Based on a report by Google and Temasek Holdings, Southeast Asia’s (SEA) digital market could exceed US$200 billion before 2025. Southeast Asia’s digital economy is forecast to triple its size in the next 5 years. Read more on the challenges faced as a seller in the E-commerce marketplace, to help you decipher and be part of this immensely growing economy.
E-commerce stores are on the rise due to a numerous reasons. As far as market association is concerned, E-commerce sites already have an existing network of buyers. So, selling your products becomes relatively easy as branding and advertising is already taken care of.As Sigmund Freud's had rightly said “I carefully consider my decisions as everything comes with pros and cons!”
When it comes to South-East Asian E-commerce market, the most underestimated struggle is Fragmentation i.e. there are a number of e-commerce platforms in ASEAN countries attracting significant traffic, making it tedious for the brands to make an online presence.
In Indonesia, five different e-commerce platforms rank in the top 50 in total online monthly traffic, including Tokopedia (37.6 million), Bukalapak (27 million), Shopee (15.3 million), Blibli (11.6 million) and Lazada (7.9 million).For Malaysia, it is Lazada (12.6 million), Shopee (11.1 million), 11th street (4.4 million) and Mudah (3.6 million).
Merchant Vs Monthly web traffic
(Data per Q4 2019)
(Data per Q4 2019)
When we compare it with e-commerce marketplace in United States, here it is much less fragmented. The breakdown of the three horizontal e-commerce marketplaces in the US with maximum traffic are: Amazon (1,500 million), Wal-Mart (166.5 million) and Target (88.6 million).Hence, the number one challenge faced by the sellers here is Marketplace management.

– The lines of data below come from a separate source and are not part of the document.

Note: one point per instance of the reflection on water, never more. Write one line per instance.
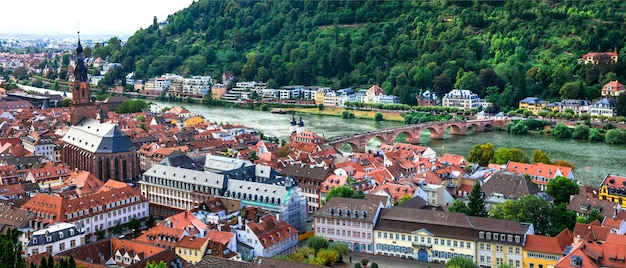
(594, 159)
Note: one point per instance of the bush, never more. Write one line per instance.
(615, 136)
(581, 132)
(562, 131)
(595, 135)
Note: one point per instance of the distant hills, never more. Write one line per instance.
(504, 50)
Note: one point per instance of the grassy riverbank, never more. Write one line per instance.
(361, 114)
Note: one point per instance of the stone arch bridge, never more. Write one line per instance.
(413, 132)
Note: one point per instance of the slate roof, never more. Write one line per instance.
(56, 232)
(350, 208)
(304, 171)
(445, 224)
(512, 186)
(585, 204)
(210, 261)
(551, 245)
(93, 136)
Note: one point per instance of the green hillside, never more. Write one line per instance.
(505, 50)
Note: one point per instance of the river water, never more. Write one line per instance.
(594, 159)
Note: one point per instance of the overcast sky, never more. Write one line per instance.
(111, 17)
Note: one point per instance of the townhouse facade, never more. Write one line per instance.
(437, 236)
(604, 107)
(544, 251)
(309, 179)
(349, 220)
(462, 99)
(91, 213)
(540, 173)
(54, 239)
(267, 238)
(533, 104)
(612, 89)
(613, 189)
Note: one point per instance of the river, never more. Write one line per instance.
(594, 159)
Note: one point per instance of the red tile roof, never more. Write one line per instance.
(271, 231)
(546, 244)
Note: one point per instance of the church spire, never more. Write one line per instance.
(80, 72)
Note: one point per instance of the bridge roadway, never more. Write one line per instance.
(413, 132)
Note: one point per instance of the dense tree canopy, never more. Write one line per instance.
(496, 48)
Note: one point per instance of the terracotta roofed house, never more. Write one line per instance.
(540, 173)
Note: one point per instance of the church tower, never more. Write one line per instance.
(82, 103)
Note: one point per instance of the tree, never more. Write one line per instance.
(481, 154)
(134, 224)
(11, 254)
(328, 256)
(340, 247)
(562, 218)
(460, 262)
(150, 222)
(581, 132)
(615, 136)
(593, 215)
(620, 106)
(283, 151)
(539, 156)
(317, 243)
(476, 202)
(459, 206)
(564, 163)
(561, 189)
(530, 208)
(153, 264)
(378, 116)
(562, 131)
(118, 229)
(64, 102)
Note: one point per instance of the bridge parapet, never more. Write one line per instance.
(437, 130)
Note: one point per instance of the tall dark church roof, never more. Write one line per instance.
(80, 72)
(93, 136)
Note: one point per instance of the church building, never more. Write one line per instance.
(91, 144)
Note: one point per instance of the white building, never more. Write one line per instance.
(462, 99)
(39, 145)
(604, 107)
(197, 85)
(102, 210)
(290, 92)
(267, 238)
(54, 239)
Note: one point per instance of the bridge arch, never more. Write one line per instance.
(456, 129)
(411, 137)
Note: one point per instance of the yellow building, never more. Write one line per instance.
(543, 251)
(319, 97)
(193, 121)
(437, 236)
(192, 249)
(614, 189)
(533, 104)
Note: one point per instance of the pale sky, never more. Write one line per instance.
(114, 17)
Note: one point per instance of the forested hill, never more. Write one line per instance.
(505, 50)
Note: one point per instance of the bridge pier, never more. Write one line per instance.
(454, 131)
(436, 136)
(412, 140)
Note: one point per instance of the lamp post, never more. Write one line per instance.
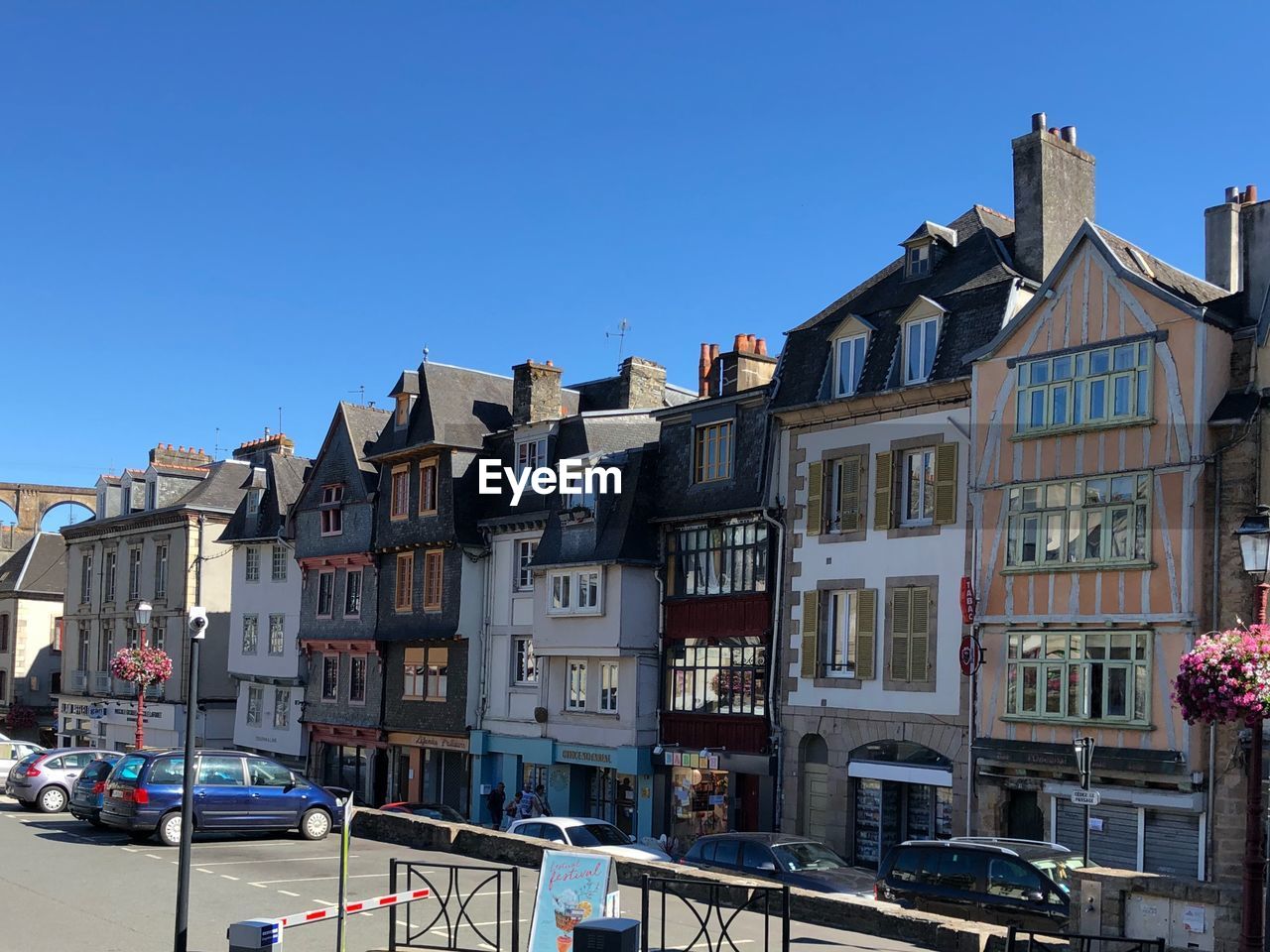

Complicated logistic, legal & banking set up
Another major concern would be the lack of consistent legal and custom border regulations and the fluctuating tariff rates across countries. Each region has their own local set of laws and regulations. The payment methods, customer interactions and support could pose a barrier as each of these processes / laws are unique to each country.

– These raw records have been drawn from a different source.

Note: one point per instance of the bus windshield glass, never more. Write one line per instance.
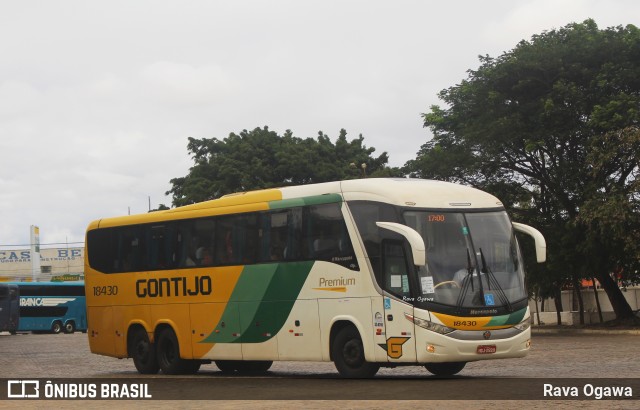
(473, 259)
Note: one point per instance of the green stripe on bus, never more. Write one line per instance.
(305, 201)
(260, 302)
(510, 319)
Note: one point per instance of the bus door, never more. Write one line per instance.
(399, 341)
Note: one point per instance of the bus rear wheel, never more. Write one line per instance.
(348, 355)
(445, 369)
(143, 353)
(168, 353)
(56, 327)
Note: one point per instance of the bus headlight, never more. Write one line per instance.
(425, 324)
(524, 325)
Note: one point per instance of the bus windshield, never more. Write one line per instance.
(473, 259)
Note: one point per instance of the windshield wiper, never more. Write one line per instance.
(491, 278)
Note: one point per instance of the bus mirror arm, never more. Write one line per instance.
(415, 240)
(541, 244)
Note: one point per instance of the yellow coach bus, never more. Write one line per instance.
(364, 273)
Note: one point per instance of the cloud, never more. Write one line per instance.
(180, 83)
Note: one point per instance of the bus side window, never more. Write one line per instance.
(395, 269)
(326, 236)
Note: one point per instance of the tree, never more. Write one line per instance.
(551, 128)
(262, 159)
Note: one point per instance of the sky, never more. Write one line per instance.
(98, 98)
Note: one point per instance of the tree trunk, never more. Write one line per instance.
(576, 288)
(595, 292)
(620, 305)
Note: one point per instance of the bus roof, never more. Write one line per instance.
(417, 193)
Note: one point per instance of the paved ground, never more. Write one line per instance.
(553, 355)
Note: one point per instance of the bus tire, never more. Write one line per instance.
(348, 355)
(56, 327)
(69, 327)
(143, 352)
(168, 354)
(445, 369)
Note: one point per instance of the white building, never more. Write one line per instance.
(55, 264)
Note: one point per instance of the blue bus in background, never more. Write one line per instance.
(9, 308)
(52, 306)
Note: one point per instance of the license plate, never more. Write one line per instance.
(486, 349)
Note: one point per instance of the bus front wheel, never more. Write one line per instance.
(168, 352)
(348, 355)
(445, 369)
(56, 327)
(143, 353)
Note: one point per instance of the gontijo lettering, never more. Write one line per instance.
(179, 286)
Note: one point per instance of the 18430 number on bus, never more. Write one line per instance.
(105, 290)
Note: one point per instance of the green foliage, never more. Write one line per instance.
(262, 159)
(551, 128)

As per Barclaycard stats, 30% of the products purchased online are returned.This is due to undependable logistics & delivery issues posed by marketplace courier companies. This ends up costing the seller return charges and the cost of product loss. The risk of damage or loss of goods across borders immensely affects buyer-seller relationships. The solution is streamlining orders throughout the process via. Order management.
With a multitude of marketplaces and countless number of products, the task of product listing (attributes and categories) poses on-going hurdles for the sellers. Along with this, we also see difference in promotions/campaigns, fulfillment methods, payment agreement & cycles and cumbersome on-boarding.
|Fig: Every Marketplace is different|
Imagine a situation with current AI advancements in e-commerce, a customer visual search for a product and identifies it online. He is about to click on “Add to cart” but unfortunately it is out-of-stock! Not only can technology bring in customers,but if you master the right inventory management techniques you can reach maximum productivity. Effective Inventory management prevents such setbacks and ensures on-time delivery.
Lost sales due to tracking and pricing
Competitors continuously change prices which pose as a huge challenge to present day sellers while they try to keep their sales curve up. It’s predicted that by 2040, close to 95% of products will be purchased online! To win buyers, you will need to quote competitive prices in the marketplace. What you will need is to devise a pricing strategy, which automatically adjusts the price whenever there is a change in the competitor’s price.